Under the hood, they streamlined how responses stream from client to server and back, rewrote key pieces of the inference stack, and reworked session initialization. Through a persistent WebSocket connection and targeted optimizations inside the Responses API, Codex stays responsive as you iterate.

This is why “ask for a feature, see it work, ask for the next pass” actually works in practice—the latency is low enough that the conversation never breaks your flow.

You can literally treat this as an interactive design conversation: ask Codex to build a feature, ask it to simplify wording, then ask for the next pass. Then repeat.

The Loop Closes

A chip that runs AI fast enough to explain itself in real time. A simulator built in minutes instead of weeks because the latency finally disappeared.

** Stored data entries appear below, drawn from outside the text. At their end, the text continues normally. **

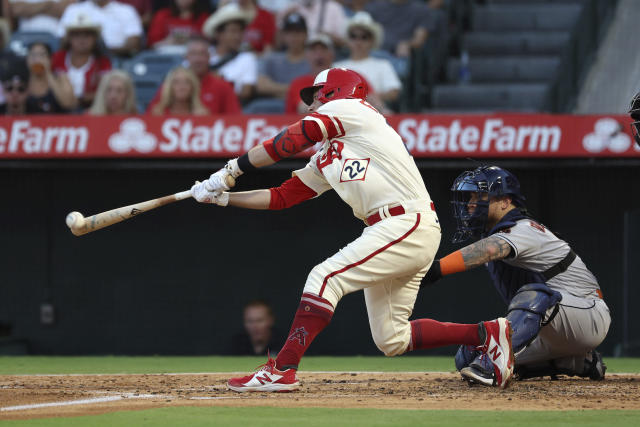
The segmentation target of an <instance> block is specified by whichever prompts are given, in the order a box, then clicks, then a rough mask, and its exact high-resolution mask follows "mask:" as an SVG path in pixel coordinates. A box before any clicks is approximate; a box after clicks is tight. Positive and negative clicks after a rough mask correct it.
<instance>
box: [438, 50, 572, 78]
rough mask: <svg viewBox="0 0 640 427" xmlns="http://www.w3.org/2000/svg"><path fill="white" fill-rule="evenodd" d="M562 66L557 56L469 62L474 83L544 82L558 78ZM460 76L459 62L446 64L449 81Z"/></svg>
mask: <svg viewBox="0 0 640 427" xmlns="http://www.w3.org/2000/svg"><path fill="white" fill-rule="evenodd" d="M559 65H560V58H559V57H557V56H502V57H472V58H471V59H470V60H469V71H470V74H471V81H472V82H474V83H483V82H496V83H498V82H545V81H551V80H552V79H554V78H555V76H556V72H557V70H558V67H559ZM459 75H460V59H458V58H453V59H450V60H449V62H448V64H447V81H449V82H452V83H455V82H457V81H458V78H459Z"/></svg>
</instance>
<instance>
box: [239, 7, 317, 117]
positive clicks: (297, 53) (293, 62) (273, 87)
mask: <svg viewBox="0 0 640 427" xmlns="http://www.w3.org/2000/svg"><path fill="white" fill-rule="evenodd" d="M282 38H283V41H284V45H285V47H286V49H287V50H286V51H285V52H271V53H268V54H267V55H265V57H264V58H262V59H261V61H260V72H259V75H258V85H257V90H256V92H257V94H258V95H260V96H264V97H271V98H267V99H258V100H255V101H253V102H252V103H251V104H250V106H249V107H252V108H247V109H245V112H255V113H257V112H270V113H276V112H277V113H282V112H284V98H285V96H286V95H287V91H288V90H289V84H290V83H291V82H292V81H293V80H294V79H295V78H296V77H299V76H301V75H303V74H308V73H309V71H311V68H310V67H309V63H308V62H307V60H306V56H305V43H306V41H307V25H306V23H305V21H304V18H303V17H302V15H300V14H299V13H295V12H292V13H290V14H289V15H287V16H286V17H285V19H284V23H283V27H282ZM274 98H277V99H274Z"/></svg>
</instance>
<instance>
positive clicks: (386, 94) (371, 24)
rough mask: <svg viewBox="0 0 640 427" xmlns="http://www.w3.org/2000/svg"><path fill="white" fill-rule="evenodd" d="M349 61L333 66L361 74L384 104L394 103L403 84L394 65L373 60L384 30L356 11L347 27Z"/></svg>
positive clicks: (339, 62)
mask: <svg viewBox="0 0 640 427" xmlns="http://www.w3.org/2000/svg"><path fill="white" fill-rule="evenodd" d="M347 33H348V39H349V59H346V60H344V61H338V62H336V63H335V64H334V67H342V68H349V69H351V70H353V71H356V72H357V73H359V74H361V75H362V76H363V77H364V78H365V79H366V80H367V82H368V83H369V87H370V88H373V90H374V91H375V93H376V94H377V96H378V97H379V98H380V99H381V100H382V102H383V103H384V104H387V103H392V102H395V101H396V100H397V99H398V95H399V94H400V88H401V87H402V84H401V82H400V79H399V78H398V74H397V73H396V71H395V69H394V68H393V65H391V63H390V62H389V61H388V60H386V59H383V58H373V57H372V56H371V51H372V50H373V49H376V48H378V47H379V46H380V44H381V43H382V40H383V30H382V27H381V26H380V24H378V23H377V22H375V21H374V20H373V19H371V15H369V14H368V13H367V12H358V13H356V14H355V15H353V17H352V18H351V19H350V20H349V24H348V25H347Z"/></svg>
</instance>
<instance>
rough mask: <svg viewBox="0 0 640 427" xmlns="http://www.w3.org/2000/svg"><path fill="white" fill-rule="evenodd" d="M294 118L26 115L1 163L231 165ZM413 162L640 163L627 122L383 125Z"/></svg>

Hardware teaching its own architecture through the models it accelerates.

This is the recursion we’re entering: the infrastructure gets fast enough that building on it feels instant, so we build tools that explain the infrastructure, which makes the next person faster, which pushes the infrastructure further.

The wafer isn’t just running the model. It’s teaching you how it works while you use it. And that feedback loop—silicon to software to understanding and back—is what sparks next.